Volume 8 1945~1948


Doc No.
Date
Subject

No. 218 NAI DT S11007/A

Extract from a letter from Stephen Roche to Maurice Moynihan (Dublin)
(69/10725)

Dublin, 25 October 1946

We have received an application for permission for 100 Jewish children from Poland to come here. An English Jewish Society has acquired a large castle - Clonyn Castle, Delvin, Co. Westmeath,1 together with 100 acres - where they propose to accommodate the refugees. Dr. Hertzog,2 who introduced the subject when paying a courtesy call on the Minister, promised that these children would come here only for temporary residence and said he had a guarantee from Mr. La Guardia, formerly Director General of UNRRA, that arrangements would be made for the admission of the children to the USA or, failing that, to Palestine. We doubt, however, not the good-faith of these gentlemen but their power to implement their promises; it is clear that neither Dr. Hertzog nor Mr. La Guardia has power to control immigration into the USA or into Palestine.

Our practice has been to discourage any substantial increase in the Jewish population. They do not assimilate with our own people but remain a sort of colony of a world-wide Jewish community. This makes them a potential irritant in the body politic and has led to disastrous results from time to time in other countries. The high proportion of Jewish names in the gold coin cases before the Special Criminal Court has attracted unfavourable comment, though we must, in fairness, bear in mind that dealing in precious stones and metals is a Jewish speciality, so that it is natural that most of the offenders should be Jews. (But the man in the street will not always make that allowance). The Minister, whose freedom from racial or religious prejudices or whose desire to help people in distress will not be questioned, agrees that caution is necessary. We are inclined to take the line that we will agree to receive these children for a year or two years or three years but only on a definite official guarantee that they will then be taken to, and allowed into, some other State. We understand, however, that Dr. Hertzog made approaches to the Taoiseach also. Would you oblige us by ascertaining whether this is so and whether the Taoiseach has any wishes in the matter?

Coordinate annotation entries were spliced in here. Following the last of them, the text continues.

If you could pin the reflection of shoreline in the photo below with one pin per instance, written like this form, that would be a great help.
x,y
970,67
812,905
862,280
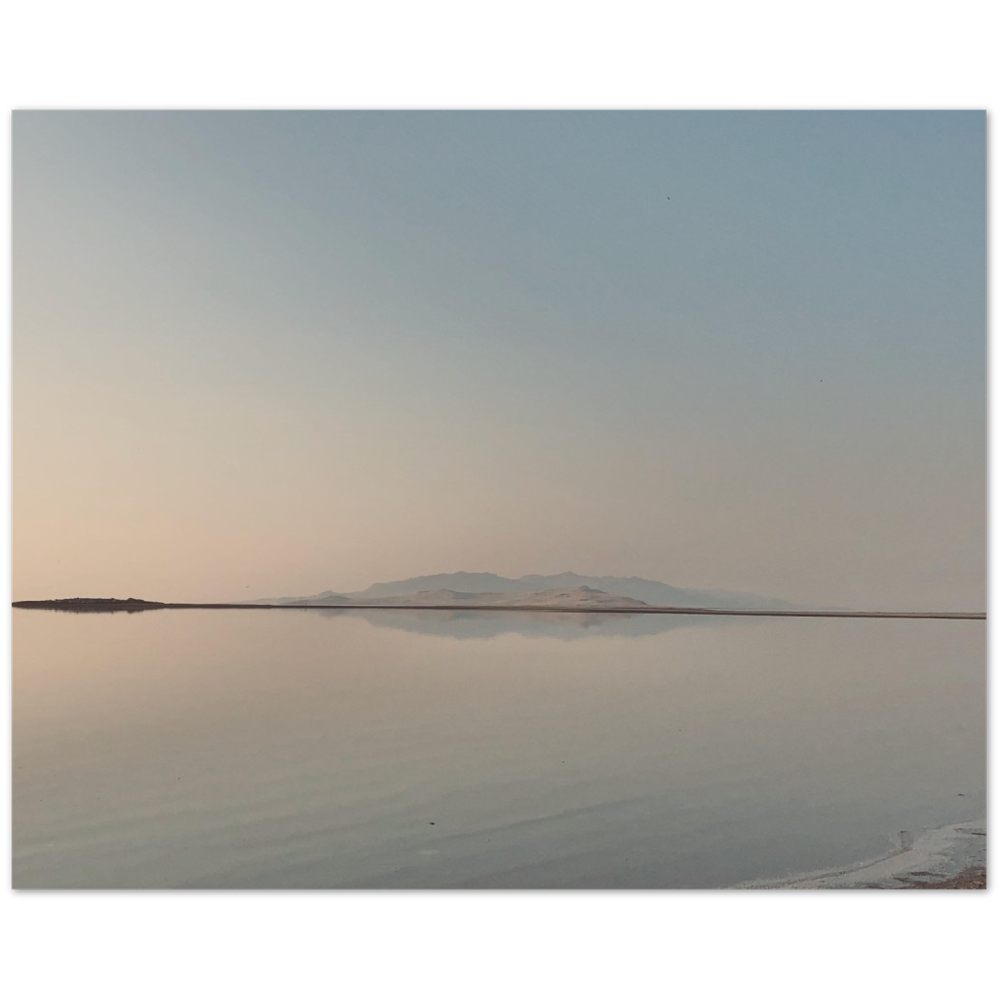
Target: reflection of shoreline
x,y
931,857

1 A seventeenth century castle which had been occupied until 1860 and which between the wars had been intended for use as a secondary school by a community of Australian nuns. The castle was purchased in the immediate postwar years by Jacob Levi, a wealthy English businessman, and converted into a school and refuge for displaced Jewish children. It operated in this guise until 1948.

2 Dr. Yitzak HaLevi 'Isaac' Hertzog (1888-1959), Chief Rabbi of Ireland (1921-36), Ashkenazi Chief Rabbi of the British Mandate of Palestine (1936-48) and Israel (1948-59).